To generate these outputs, we first output the first case (all values from baseline) and then iterate through each field, F, fixing all other fields at their baseline and generating the full range of values for F. For the example, the output would be:

  • "A",1
  • "A",2
  • "A",3
  • "B",1

Visualising Decision Trees

This is an alpha feature. Please do not rely on it.

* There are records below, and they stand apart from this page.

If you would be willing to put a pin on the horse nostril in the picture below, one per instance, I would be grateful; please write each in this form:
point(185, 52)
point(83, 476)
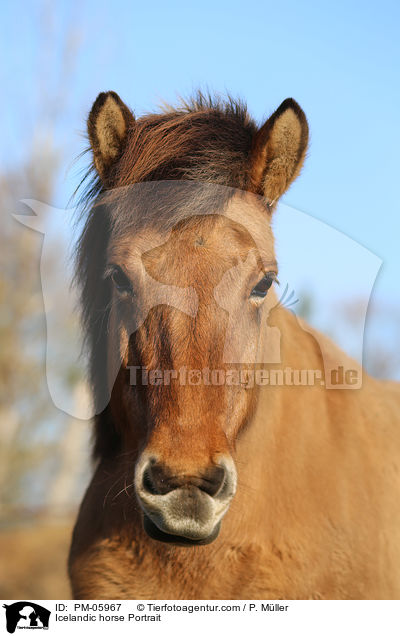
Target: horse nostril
point(157, 480)
point(212, 480)
point(148, 483)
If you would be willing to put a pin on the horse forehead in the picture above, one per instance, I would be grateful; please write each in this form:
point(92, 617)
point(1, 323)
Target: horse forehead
point(217, 240)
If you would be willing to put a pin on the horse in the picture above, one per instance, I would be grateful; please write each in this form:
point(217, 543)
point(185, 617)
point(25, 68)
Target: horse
point(228, 483)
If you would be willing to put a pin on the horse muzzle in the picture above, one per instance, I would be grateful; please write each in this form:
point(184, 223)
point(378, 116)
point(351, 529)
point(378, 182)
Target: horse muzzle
point(184, 509)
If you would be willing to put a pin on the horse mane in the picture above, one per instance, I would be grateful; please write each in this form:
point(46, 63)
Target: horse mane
point(203, 139)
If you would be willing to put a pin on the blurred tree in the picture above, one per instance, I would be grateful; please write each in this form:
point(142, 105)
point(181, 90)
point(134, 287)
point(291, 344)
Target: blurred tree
point(31, 428)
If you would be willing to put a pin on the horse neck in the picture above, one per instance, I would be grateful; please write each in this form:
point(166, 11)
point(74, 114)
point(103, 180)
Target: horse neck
point(281, 411)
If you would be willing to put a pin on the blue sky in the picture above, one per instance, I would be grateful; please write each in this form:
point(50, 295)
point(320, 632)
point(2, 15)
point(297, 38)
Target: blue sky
point(339, 60)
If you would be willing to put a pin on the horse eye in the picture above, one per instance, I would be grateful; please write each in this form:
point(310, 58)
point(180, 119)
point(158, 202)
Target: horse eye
point(262, 287)
point(121, 281)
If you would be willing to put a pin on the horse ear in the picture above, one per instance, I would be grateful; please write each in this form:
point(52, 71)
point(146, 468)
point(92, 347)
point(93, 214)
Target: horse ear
point(108, 124)
point(278, 151)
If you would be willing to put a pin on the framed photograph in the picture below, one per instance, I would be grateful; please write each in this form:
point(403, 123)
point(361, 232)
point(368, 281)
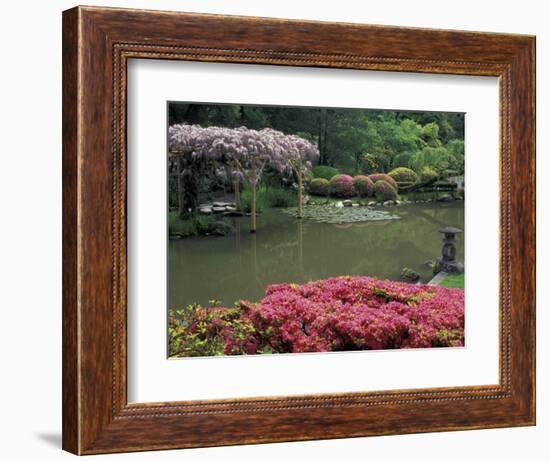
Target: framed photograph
point(285, 230)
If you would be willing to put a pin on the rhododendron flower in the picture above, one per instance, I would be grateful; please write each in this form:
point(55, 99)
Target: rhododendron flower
point(336, 314)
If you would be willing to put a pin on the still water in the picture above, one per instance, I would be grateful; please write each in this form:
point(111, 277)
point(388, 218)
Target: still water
point(285, 249)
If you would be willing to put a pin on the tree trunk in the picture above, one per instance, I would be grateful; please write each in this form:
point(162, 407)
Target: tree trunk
point(253, 210)
point(300, 204)
point(181, 198)
point(237, 188)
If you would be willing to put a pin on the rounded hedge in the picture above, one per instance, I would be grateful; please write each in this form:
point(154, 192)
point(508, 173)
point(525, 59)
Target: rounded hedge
point(363, 185)
point(403, 174)
point(428, 174)
point(341, 185)
point(383, 177)
point(324, 171)
point(319, 186)
point(384, 191)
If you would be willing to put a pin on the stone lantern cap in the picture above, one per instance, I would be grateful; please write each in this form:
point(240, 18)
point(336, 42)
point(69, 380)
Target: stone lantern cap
point(450, 230)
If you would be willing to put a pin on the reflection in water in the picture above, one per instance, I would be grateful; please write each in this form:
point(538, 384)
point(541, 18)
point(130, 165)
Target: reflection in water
point(286, 249)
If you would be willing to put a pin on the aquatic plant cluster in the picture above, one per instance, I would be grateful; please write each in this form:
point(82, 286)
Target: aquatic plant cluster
point(336, 314)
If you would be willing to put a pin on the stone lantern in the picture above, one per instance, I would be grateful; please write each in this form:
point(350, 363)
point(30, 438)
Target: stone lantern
point(448, 263)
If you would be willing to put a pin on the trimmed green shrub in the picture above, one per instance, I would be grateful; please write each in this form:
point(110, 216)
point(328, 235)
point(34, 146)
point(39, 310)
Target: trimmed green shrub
point(428, 174)
point(383, 177)
point(384, 191)
point(319, 186)
point(341, 185)
point(363, 185)
point(403, 174)
point(324, 171)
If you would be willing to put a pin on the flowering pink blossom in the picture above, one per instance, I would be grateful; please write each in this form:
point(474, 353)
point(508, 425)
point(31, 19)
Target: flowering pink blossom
point(348, 313)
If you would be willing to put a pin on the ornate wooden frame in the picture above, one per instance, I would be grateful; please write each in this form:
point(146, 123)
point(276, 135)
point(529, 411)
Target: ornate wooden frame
point(97, 43)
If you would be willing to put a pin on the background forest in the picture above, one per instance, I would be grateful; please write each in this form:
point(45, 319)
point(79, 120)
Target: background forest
point(352, 140)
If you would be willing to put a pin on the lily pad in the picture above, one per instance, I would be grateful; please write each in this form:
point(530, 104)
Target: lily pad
point(344, 215)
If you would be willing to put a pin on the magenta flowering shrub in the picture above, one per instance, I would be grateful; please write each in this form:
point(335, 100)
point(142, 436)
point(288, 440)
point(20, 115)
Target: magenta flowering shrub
point(363, 185)
point(402, 174)
point(341, 185)
point(319, 186)
point(383, 177)
point(337, 314)
point(384, 191)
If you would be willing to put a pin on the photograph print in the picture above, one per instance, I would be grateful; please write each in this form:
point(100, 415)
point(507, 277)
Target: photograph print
point(313, 229)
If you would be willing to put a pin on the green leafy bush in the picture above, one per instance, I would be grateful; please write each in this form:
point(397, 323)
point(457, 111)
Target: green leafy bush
point(324, 171)
point(428, 174)
point(383, 177)
point(341, 185)
point(384, 191)
point(405, 175)
point(401, 160)
point(319, 186)
point(363, 185)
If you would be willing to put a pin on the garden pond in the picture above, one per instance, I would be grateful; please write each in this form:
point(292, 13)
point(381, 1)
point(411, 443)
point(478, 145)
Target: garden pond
point(285, 249)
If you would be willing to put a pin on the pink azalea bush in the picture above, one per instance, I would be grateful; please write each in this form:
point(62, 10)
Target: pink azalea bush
point(341, 185)
point(319, 186)
point(336, 314)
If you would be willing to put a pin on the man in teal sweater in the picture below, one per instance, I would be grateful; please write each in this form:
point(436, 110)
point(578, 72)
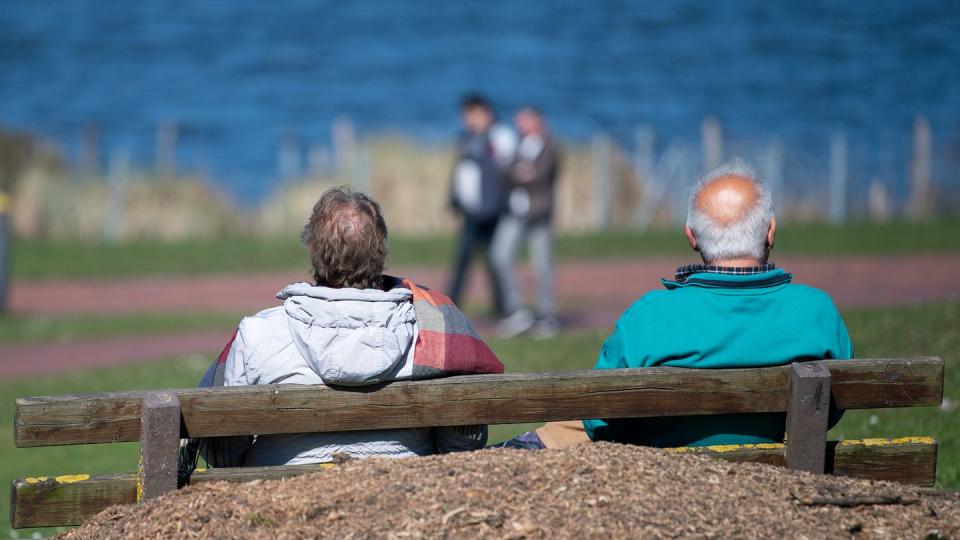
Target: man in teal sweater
point(737, 310)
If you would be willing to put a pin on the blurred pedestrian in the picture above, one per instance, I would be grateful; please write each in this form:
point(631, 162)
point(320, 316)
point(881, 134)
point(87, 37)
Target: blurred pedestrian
point(529, 213)
point(484, 151)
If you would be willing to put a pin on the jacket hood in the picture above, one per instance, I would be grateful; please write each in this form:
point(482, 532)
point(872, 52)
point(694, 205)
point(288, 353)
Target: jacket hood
point(351, 337)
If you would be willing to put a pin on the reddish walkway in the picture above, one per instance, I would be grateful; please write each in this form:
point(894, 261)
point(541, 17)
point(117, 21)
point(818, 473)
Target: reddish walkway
point(592, 295)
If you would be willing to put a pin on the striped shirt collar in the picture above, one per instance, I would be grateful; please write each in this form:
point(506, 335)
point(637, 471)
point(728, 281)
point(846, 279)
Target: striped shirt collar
point(688, 270)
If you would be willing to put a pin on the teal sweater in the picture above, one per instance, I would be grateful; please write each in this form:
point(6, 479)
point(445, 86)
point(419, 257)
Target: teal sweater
point(719, 321)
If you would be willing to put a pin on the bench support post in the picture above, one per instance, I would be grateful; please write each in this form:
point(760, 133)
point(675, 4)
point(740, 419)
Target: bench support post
point(159, 444)
point(807, 414)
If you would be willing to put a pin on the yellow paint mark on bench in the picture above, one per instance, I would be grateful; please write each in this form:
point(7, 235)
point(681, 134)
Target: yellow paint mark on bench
point(140, 479)
point(65, 479)
point(888, 442)
point(721, 448)
point(71, 478)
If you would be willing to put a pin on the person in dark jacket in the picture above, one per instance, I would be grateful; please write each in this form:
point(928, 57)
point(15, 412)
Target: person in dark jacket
point(484, 151)
point(532, 178)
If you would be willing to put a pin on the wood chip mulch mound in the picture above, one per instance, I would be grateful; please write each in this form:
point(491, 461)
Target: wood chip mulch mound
point(600, 490)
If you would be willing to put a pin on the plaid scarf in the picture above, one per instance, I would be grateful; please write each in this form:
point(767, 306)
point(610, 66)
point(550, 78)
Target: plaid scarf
point(688, 270)
point(446, 343)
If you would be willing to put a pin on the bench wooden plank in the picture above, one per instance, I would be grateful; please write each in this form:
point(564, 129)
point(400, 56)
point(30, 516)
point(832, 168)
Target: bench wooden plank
point(807, 415)
point(159, 445)
point(68, 500)
point(491, 399)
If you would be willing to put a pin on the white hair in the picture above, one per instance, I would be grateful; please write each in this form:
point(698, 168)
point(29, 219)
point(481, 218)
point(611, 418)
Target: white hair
point(743, 238)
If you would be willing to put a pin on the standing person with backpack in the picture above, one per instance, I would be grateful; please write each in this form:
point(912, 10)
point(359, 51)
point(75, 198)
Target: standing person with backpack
point(529, 214)
point(484, 151)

If you find issues with it, please report them.

This feature generates a DOT compliant representation of the decision tree, for manual inspection, in the form of a DOT formatted file.

If use the --visualiser-level and --visualiser-output-folder command line options when generating data then you can get visualisations of the decision tree outputted as graphs in DOT files.

The visualiser levels can have the following values:

  • OFF - the default and it means no graphs outputted
  • STANDARD - it means graphs of the decision tree outputted after each pre-walking stage is done
  • DETAILED - it means the standard decision trees and the various decision trees created during walking stage are outputted

How to Read the DOT Files produced

  • You may read a DOT file with any text editor

  • You can also use this representation with a visualiser such as Graphviz.

    There may be other visualisers that are suitable to use. The requirements for a visualiser are known (currently) as:

    • DOT files are encoded with UTF-8, visualisers must support this encoding.
    • DOT files can include HTML encoded entities, visualisers should support this feature.